Epitáfio Aqui jaz Vasco Inglez. Pai, psicoterapeuta. Caçador de obscuridade. De obscuridade? Sim, obscuridade. Daquela obscuridade que, mais-coisa-menos-coisa, todos temos em quantidades industriais. Que nos corrói e participa na nossa decomposição interior e nos sussura, em gritos que escolhemos passivamente ignorar, que não somos perfeitos, que somos apenas pessoas ou, em casos extremos, que somos mesmo, mesmo maus. Isto corrói-nos e corrompe-nos, de facto. A menos que acabemos por escolher ouvir o que dizemos de nós para nós mesmos, desapertemos os nossos botões e reconheçamos que somos o que somos, seja isso o que for. Vasco Inglez faleceu de uma forma curiosa. Criava, como já era costume.
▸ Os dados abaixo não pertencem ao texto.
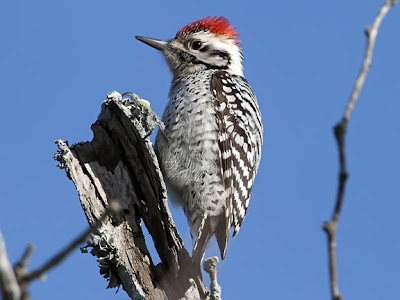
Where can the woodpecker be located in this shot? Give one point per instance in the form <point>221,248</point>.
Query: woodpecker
<point>210,150</point>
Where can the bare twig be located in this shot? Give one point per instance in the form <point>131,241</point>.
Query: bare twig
<point>9,286</point>
<point>55,260</point>
<point>340,132</point>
Criava conceitos, ideias de uma beleza desafiante para quem não está habituado à extravagância ideológica da criação e da recriação do ambiente interior de outros. Criava pequenos sonhos de fim de tarde. Sim, também é verdade que Vasco Inglez vivia mentalmente num loft sem luz natural e nasceu num ano qualquer da Graça de um Senhor que acabou por perdê-la. Esse loft é aquele canto recôndito, aquele sótão trancado a cadeado na mente de toda a gente. Ali, o tempo não se mede em anos. Mede-se em quantos clicks se vive e se morre. Em função disso, Vasco Inglez criava também os pesadelos burlescos e luxuriantes do puritano médio. Era o némesis de quem tem demasiado medo daquilo que a morte não é nem nunca foi para viver a vida sem categorizar, julgar e atribuir culpa. Antagonizou-os, sempre que pôde. Na última vez que morreu aos meus olhos, o Vasco - posso só tratá-lo por Vasco agora, não posso? Ele gostava de epítetos mas detestava formalidades terrenas - estava a recriar uma espécie de panteão. O seu pragmatismo não deixava grandes dúvidas acerca da razão pela qual acabaria a recordá-lo aqui, sem whiskey e sem flores. Método e foco em riste ainda antes de desempacotar a lente. A distância é tudo. Suficientemente longe para ver tudo com clareza e

perspectiva, suficientemente perto para que a sua relação com o modelo alimente a troca estranhamente exotérmica. A ideia de escuridão quente é um pouco exótica, não é? Pareceu-me que sim. Mas é verdade. Recordo-me de um par de ocasiões em que acabei fotografado. “Epá, és sempre tu que ficas com a luz boa”, dizia-me ele. Que massada. Mas recordo-me sobretudo da minha reacção quando vi o resultado. Havia sempre conflito. Havia sempre sofrimento. Havia sempre arestas brutas, formas irregulares. E a escuridão, sempre lá. E era essa a fonte da tal exotermia. O atrito, a fricção, o conflito. Também morreu aí, recordo-me, mas não o via. Entretanto, enquanto escrevo isto, o Vasco recorda-me de que renasceu - “renasceu” porque a ressurreição é um conceito pequeno-burguês pelo qual ele não nutre particular interesse. Até porque, convenhamos, isso se tornou popularucho na Galileia há uns tempos atrás. “Epá, ó Daniel, essa coisa de renascer depois de morrer está gasta. Vi na televisão no outro dia”, já vos estou a ouvir. Se percebessem alguma coisa do que é a arte não gastavam latim com esse grandessíssimo disparate. E se calhar não gastaram. Nunca vou saber. Vida paga-se com vida. A arte é criação e a concepção de algo exige-nos. Exige de nós. Para lá do esforço, das horas sem descanso, do investimento pessoal e monetário. A arte que não é pessoal, costumo dizer, é engenharia. A arte exige o melhor - e muitas mais vezes o pior, o mais obsessivo, o mais desequilibrado e o mais irreconhecível - de nós. Não é possível investir na arte sem se morrer por dentro. Essa vida não se recupera. Agarramo-nos ao lembrete de que essa vida ainda tem uma manifestação física mas ela deixa de ser nossa, por muito que lá deixemos uma marca de água. Foi assim que morreu, vezes sem conta, Vasco Inglez. Foi bom recordar o Vasco convosco. Muito emotivo. Agora, se não se importam, tenho de ir encontrar-me com ele ou fico sem o meu tripé.